The lawmakers’ moves come after a series of hearings in the House and Senate last week featuring former Equifax Chief Executive Richard Smith. Mr. Smith repeatedly apologized for the hack and said the company didn’t initially understand its severity.
The Equifax hack “exposed a major shortcoming in our nation’s cybersecurity laws and Congress must act,” Mr. McHenry said in a written statement.
Equifax disclosed last month that data belonging to about 145.5 million Americans was potentially compromised by hackers who began digging through its computer network this spring. The hack remained undetected until an internal security team discovered the breach in late July.
The attack, which is being probed by the Federal Bureau of Investigation, is one of the most significant data breaches ever given the scope of the information disclosed: names, addresses, birthdays and Social Security numbers. Customers and regulators have raised questions on whether Equifax took sufficient measures to protect such sensitive information.
Mr. Smith expressed support for the idea of phasing out the use of Social Security numbers, saying policy makers might need to think about how secure the numbers are and if they are the best identifiers going forward.
The move to replace Social Security numbers as a form of identification is in its early stages, but also has the support of the Trump administration. Rob Joyce, the White House’s cybersecurity coordinator, said at a conference last week that the Social Security number had “outlived its usefulness” and that the current system was “untenable.” The White House has launched a working group to explore reducing government use of Social Security numbers to verify people’s identities, a senior administration official said last week.

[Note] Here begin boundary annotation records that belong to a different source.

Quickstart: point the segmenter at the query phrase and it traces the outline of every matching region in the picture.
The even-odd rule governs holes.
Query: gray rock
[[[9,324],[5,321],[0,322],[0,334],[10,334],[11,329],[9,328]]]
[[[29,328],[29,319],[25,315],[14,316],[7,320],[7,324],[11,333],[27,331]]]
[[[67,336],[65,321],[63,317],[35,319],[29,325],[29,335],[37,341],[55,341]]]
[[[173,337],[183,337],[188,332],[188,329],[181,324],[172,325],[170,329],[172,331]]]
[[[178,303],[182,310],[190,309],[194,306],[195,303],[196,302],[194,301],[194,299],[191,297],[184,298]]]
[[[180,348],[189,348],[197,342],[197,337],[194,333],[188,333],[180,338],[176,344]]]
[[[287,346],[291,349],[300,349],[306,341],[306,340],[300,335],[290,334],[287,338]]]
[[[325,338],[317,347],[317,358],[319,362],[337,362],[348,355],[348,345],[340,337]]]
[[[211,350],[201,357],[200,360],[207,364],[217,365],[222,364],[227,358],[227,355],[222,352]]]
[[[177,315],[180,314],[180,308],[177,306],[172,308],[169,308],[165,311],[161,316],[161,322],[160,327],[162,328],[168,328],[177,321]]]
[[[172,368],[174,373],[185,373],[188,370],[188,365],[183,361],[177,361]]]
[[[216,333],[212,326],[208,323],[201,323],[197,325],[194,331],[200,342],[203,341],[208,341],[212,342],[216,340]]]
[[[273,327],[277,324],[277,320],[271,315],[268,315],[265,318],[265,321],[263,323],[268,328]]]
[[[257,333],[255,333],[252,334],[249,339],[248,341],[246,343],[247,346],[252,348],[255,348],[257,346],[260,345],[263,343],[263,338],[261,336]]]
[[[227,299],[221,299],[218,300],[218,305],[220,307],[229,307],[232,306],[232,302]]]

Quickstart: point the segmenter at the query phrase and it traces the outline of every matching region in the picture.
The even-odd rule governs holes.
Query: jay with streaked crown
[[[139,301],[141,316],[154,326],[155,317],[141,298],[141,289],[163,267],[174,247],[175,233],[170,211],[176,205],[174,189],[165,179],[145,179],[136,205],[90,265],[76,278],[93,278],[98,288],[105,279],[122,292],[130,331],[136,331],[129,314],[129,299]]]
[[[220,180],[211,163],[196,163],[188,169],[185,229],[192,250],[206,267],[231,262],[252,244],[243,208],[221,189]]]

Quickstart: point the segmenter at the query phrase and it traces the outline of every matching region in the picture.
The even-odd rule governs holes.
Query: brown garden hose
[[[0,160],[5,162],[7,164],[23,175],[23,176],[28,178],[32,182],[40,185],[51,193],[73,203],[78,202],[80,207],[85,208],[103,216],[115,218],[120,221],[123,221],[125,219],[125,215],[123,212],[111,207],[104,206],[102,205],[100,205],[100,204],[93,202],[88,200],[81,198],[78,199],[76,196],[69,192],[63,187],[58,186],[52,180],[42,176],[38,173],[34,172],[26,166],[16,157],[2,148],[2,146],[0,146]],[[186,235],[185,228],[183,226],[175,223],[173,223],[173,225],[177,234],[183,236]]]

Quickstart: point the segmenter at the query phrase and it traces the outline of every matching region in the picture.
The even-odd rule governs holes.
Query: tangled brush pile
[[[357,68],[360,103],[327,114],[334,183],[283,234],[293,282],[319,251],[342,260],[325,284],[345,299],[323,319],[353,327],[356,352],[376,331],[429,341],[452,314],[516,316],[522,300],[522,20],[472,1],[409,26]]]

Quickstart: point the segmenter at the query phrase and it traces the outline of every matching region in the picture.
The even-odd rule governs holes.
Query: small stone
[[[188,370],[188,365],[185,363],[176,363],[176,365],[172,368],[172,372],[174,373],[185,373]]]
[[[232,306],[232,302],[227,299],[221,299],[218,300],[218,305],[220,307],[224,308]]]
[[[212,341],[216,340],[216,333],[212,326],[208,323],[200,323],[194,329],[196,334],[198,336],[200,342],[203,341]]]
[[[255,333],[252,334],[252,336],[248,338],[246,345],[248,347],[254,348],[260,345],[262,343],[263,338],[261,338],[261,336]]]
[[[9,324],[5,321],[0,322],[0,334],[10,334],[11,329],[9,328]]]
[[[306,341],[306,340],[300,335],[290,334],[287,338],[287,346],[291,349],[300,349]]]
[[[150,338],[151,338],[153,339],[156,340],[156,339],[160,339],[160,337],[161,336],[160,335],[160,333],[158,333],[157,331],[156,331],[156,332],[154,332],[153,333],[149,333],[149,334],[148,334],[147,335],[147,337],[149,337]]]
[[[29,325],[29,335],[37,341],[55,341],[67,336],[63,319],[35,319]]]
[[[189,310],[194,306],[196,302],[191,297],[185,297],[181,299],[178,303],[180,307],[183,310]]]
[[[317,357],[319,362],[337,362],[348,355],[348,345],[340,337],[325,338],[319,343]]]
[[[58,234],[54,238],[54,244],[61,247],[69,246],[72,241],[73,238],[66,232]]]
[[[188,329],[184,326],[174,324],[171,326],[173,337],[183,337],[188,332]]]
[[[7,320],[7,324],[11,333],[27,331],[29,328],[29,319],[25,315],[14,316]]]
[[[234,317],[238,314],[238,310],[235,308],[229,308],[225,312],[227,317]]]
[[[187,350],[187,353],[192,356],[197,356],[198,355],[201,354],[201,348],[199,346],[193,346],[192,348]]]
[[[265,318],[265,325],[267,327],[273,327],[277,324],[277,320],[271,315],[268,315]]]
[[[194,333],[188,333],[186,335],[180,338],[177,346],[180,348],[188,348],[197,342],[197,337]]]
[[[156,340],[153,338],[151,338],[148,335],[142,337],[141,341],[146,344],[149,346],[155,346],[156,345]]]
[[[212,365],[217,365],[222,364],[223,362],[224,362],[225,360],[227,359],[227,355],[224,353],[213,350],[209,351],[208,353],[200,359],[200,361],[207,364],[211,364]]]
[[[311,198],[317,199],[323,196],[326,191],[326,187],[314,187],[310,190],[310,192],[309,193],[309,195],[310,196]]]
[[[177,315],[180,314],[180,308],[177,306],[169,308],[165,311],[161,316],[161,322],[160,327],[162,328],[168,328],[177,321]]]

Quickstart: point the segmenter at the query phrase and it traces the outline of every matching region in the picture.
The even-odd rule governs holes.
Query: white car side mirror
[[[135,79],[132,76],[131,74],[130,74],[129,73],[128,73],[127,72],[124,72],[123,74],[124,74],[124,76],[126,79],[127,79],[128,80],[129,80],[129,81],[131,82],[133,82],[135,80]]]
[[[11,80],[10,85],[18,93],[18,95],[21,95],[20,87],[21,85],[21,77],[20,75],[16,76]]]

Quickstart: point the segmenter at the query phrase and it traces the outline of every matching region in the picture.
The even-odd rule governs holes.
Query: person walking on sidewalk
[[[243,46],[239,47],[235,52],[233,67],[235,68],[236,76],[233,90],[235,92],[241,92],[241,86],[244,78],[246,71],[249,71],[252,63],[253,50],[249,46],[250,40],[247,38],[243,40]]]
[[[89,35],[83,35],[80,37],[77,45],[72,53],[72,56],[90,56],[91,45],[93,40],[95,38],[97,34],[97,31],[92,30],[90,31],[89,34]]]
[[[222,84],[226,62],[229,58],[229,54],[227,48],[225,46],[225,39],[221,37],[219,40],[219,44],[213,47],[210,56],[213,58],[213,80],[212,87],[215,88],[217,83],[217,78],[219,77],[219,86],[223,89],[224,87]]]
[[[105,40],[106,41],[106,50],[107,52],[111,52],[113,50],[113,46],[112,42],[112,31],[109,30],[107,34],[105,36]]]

The Equifax hack is viewed as far more serious than past data breaches at private companies because people’s Social Security numbers and birthdays cannot be changed after they are compromised, unlike passwords or credit card numbers.
Experts have for years warned about the vulnerability of the Social Security number and urged government entities and businesses to shift toward other means of personal authentication. The National Institute of Standards and Technology, a government agency, in June revised its guidelines for best practices for digital identity verification, excluding the Social Security number entirely.
Mr. McHenry’s legislation leaves it up to the companies to formulate a more-modern method of identification, in an effort to spur the companies to innovate, according to a summary of the legislation reviewed by The Wall Street Journal.
The legislation doesn’t specify which federal agency will inspect cybersecurity at the companies. Rather, the bill leaves it up to a panel of bank regulators, the Federal Financial Institutions Examinations Council, to designate one of the federal banking agencies as the future supervisor of the three major credit-reporting companies. The council, whose members include the Federal Reserve and the Office of the Comptroller of the Currency, also would set uniform cybersecurity supervision and examination procedures, according to the summary.
At present, the Consumer Financial Protection Bureau, which is also a member of the council, can oversee consumer-facing issues at the credit-reporting companies—such as reporting errors—but doesn’t have the authority to supervise the companies’ cybersecurity.
Another plank of the bill aims to set a more streamlined system for so-called credit freezes, which prevent a new creditor from accessing a consumer’s credit report and block anyone from opening a new line of credit in the name of the consumer who enacted the freeze. The provision would require the companies to provide free credit freezes for certain groups of consumers, including the victims of identity theft, minors and people older than 65.